The Adai Tribe was a tribe that was part of the Caddo Confederacy.
The first mention of them was in the writings of Cabeza de Vaca, who came into contact with them in 1529. Other explorers, such as Pierre Le Moyne Sieur de Iberville and Bernard de la Harpe, mentioned French interaction with them. At the time of these famous explorers, Adai villages went from the Red River to the Sabine River.
There was an important trail that traders used to travel between French and Spanish locations, and on this trail was an Adai village.
Over time, the Adai tribe was hit with the same diseases as all other Native Americans. Wars in the area also hurt their numbers.
In 1778, the French reported that the tribe was virtually extinct.

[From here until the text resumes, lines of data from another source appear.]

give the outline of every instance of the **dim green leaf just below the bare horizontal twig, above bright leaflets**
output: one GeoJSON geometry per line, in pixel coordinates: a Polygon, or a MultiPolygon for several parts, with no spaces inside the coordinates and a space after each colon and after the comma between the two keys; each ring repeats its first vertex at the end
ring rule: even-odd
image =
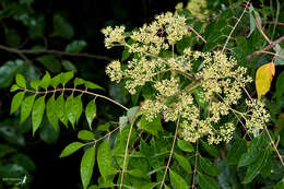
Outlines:
{"type": "Polygon", "coordinates": [[[44,55],[36,58],[48,71],[58,73],[61,71],[60,61],[52,55],[44,55]]]}

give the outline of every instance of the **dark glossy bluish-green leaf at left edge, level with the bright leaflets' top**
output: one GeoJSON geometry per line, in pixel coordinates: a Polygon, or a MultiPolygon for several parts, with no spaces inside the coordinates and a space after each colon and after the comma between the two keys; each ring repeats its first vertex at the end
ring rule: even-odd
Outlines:
{"type": "Polygon", "coordinates": [[[24,69],[23,60],[8,61],[0,67],[0,88],[12,84],[14,75],[24,69]]]}

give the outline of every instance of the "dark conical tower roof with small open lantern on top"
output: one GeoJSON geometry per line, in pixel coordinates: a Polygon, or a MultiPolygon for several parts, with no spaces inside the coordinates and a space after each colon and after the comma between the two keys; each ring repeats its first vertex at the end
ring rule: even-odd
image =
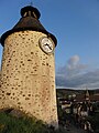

The website Legends of America gives a good explanation as to their fate:
With their villages scattered over territory controlled by both the French and the Spanish, the Adai were subjected to all of the adverse influences of the white race and suffered from their wars, new diseases, and alcohol to which they had been introduced, so that by 1778 they were reported by French explorer, Athanase De Mézières Y Clugny as almost exterminated. In about 1792, 14 families of the tribe, together with a number of Mexicans, emigrated to a region south of San Antonio, Texas, but they soon melted away and were lost among other Indians. Those who remained numbered about 100. In 1805, George Champlain Sibley reported a small settlement of Adai on Lac Macdon, near an affluent Red River, which contained only 20 men but a larger number of women. This Adai remnant had never left their ancient locality. In 1715, Domingo Ramon, with a company of Franciscans, traversed the Adai territory and started settlements. In 1716, the mission of San Miguel de Linares was founded among them in East Texas, and there were Adai also in the mission of San de los Tejas, established in 1690. About 1735, a military post called Nuestra Señora del Pilar was added, and five years later, this garrison became the Presidio de los Adayes. Later, the Adai tribe was placed under the division, having its official headquarters at Nacogdoches, Texas. In all essentials of living and ceremony, they resembled the other Caddo, by whom the remnant was finally absorbed.